Many of Fort Worth’s soccer fans were loyal followers of Major League Soccer’s Dallas Burn in the 1990s and early 2000s, back when that team played in the Cotton Bowl. But in 2005, when the MLS team moved to Frisco and changed its name to FC Dallas, at least some of the fans in the western and southern portions of the Metroplex lost their emotional bond.

Particularly in Fort Worth, the 48-mile, 75-minute drive to the Collin County suburbs was simply too much geographical — if not cultural — distance to make up.

This is where the Fort Worth Vaqueros leadership believes it can fill a void.

During the past month or two, the club has engaged its prospective fan base through Twitter and Facebook, inviting followers to help name the club. The Vaqueros moniker won out among three finalists in a fan voting contest that drew more than 1,000 entries.

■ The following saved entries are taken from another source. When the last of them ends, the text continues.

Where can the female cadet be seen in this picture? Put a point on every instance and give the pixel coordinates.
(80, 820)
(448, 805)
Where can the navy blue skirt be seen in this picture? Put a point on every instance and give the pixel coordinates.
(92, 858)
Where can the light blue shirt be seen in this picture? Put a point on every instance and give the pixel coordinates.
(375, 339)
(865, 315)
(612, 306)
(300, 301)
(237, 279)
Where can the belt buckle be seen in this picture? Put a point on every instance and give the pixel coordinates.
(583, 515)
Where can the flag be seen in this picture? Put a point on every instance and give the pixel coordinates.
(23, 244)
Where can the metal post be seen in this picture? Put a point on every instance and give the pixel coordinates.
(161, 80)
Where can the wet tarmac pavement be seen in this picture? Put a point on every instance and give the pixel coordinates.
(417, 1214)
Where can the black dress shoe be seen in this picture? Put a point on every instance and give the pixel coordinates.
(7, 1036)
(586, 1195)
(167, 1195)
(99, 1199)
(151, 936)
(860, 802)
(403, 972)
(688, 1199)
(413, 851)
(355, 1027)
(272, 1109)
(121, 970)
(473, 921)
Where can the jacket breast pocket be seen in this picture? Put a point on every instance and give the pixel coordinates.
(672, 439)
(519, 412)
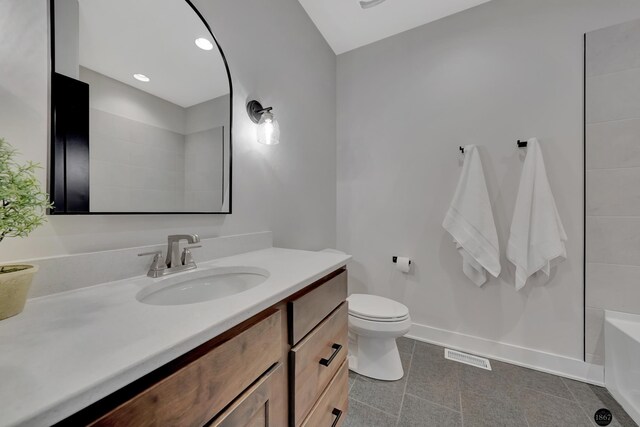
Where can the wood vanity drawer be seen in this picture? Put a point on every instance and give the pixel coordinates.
(262, 405)
(195, 393)
(331, 409)
(306, 311)
(315, 361)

Fans are also being asked to submit entries in a team logo contest.

In another unusual stunt, 20 advertisers are being placed in a lottery to see whose brand logo will be featured on the front of the team’s royal blue and gold jerseys.

But perhaps the most grassroots way the club has connected with its fans has been at a series of open tryouts in February and early March.

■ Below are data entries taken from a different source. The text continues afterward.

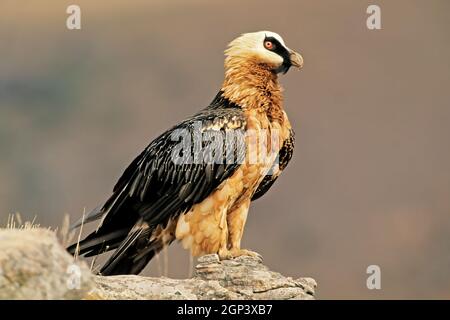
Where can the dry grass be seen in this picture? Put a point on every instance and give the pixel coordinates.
(66, 236)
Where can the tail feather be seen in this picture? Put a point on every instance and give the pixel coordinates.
(134, 253)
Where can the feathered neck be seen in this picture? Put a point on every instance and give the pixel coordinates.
(252, 85)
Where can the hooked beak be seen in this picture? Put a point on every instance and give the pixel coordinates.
(296, 59)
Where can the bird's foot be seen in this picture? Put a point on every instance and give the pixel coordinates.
(236, 252)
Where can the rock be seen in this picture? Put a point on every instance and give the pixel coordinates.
(33, 265)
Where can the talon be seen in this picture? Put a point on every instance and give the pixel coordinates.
(225, 254)
(244, 252)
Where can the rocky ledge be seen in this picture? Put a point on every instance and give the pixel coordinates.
(33, 265)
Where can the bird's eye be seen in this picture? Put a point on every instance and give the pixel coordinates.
(269, 45)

More than 200 local athletes — some young, some old, some fast, some slow —attended the tryouts. And even though only a handful, if any, are likely to make the roster, those fans now can follow the team knowing they had a shot.

“We know everybody can’t make the team, but these are our future fans as well,” said head coach Mark Snell, who arrived at the Fort Worth Vaqueros from FC Dallas’ youth program. “And, of course, coming to the tryout, they’ll get two tickets to our May 9 opener, which we hope they attend. There’s a lot of passion here. It should be probably crazy, absolutely nuts, at our opener. I wouldn’t be surprised if we saw between 3,000 and 5,000 people there.”

Among those trying out on a recent Saturday was John Machado, 25, who played college soccer at El Camino College in southern California before moving to Brazil’s capital city, Brasilia, to play minor league soccer for a year.

He’s now living in Frisco, where his father and some family friends operate martial arts schools in cities such as Fort Worth and Allen.

For Machado, a forward, the tryout was a chance to join a club building from the ground up.

“It’s second or third division now, but it’s professional and with the goal to turn this into a Major League Soccer team,” Machado said after his tryout. “That’s how most teams start in the MLS, and I just want to help.”

Machado’s father, also named John, grew up in Brazil. He sees the creation of the Fort Worth Vaqueros club as a step in the right direction. Mainly, he said, it’s his belief that the United States is full of talented soccer players who often look for roster spots in other countries because there simply aren’t enough teams at home.

“I think any team that’s doing well can move up into the next division,” he said. “With the right sponsor and the right crowd, this can become a professional team.”